Simon Dickson picks up an interesting story from the BBC’s Editors’ blog about official releases of statistics.

Usually, when the Department of Children, Schools & Families releases new statistics, they’re given to the media in advance. The media need this lead time to be able to format all their articles and tables and make sure everything is correct and works properly: this is fair enough, given that they’re the data they’re working with lives in lots of Excel spreadsheets, with multiple sections, differing layouts and everything else you really don’t want if you’re tasked with this kind of job.

Given what they have to work with, the BBC’s anger is understandable, but perhaps misplaced: why are we still dealing with bunch of spreadsheets in the information age? Why isn’t there an API that allows this data to be queried, or at the very least, a standard data format that doesn’t change from year to year, and doesn’t reply on proprietary technologies that are hard to work with?
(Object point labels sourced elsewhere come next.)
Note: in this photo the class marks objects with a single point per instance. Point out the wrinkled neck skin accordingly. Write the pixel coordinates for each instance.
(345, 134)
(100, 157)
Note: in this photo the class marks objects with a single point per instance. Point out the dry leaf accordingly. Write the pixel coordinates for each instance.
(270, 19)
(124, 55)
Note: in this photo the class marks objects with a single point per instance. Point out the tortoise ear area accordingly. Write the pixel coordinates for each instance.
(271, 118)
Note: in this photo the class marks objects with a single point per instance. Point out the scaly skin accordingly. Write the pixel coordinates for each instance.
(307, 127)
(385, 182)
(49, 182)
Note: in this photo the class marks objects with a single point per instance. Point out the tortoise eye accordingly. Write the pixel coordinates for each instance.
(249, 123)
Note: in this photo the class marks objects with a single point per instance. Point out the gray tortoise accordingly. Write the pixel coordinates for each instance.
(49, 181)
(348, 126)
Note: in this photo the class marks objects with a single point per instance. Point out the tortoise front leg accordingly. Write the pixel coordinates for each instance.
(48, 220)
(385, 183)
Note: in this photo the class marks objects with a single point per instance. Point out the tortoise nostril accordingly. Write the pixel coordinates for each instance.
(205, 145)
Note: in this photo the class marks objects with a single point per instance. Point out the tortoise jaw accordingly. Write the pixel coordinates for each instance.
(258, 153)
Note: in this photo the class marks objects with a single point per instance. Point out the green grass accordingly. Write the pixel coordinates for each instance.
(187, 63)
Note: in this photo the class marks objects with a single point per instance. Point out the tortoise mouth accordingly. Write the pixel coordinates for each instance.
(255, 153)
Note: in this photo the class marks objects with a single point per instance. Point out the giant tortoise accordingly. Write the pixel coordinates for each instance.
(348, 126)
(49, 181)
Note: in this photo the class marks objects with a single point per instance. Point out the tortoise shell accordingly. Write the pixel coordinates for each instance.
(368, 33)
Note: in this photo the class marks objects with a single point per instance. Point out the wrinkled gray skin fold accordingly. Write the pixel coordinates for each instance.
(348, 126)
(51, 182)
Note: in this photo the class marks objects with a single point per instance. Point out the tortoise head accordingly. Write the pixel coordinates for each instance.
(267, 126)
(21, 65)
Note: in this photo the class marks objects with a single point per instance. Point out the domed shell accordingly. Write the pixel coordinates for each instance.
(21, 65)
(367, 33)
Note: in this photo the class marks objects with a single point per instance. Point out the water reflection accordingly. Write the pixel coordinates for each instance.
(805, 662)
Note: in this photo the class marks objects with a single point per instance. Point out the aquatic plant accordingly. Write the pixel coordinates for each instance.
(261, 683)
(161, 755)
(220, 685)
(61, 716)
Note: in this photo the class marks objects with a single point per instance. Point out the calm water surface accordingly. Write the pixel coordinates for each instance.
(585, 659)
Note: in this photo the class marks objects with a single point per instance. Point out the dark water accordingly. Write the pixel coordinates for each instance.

An API or standard data format would allow media organisations to write code which generates the statistics they need every year. They wouldn’t have to create new tools to be tweaked and tested every time there are new statistics. Better still, it would create a market for someone to create a tool that did this for them, saving them money. Even better than that, it would allow anyone who wants to do something innovative with these statistics to do so far more easily.

I think I’m not alone in saying that the case for releasing data properly — in reusable formats, to everyone, for free, whenever it is possible — has been made, has been heard and has been widely accepted as valid.

Why are we still fiddling with messy spreadsheets, and bemoaning the fact that we only have days to do what should take hours?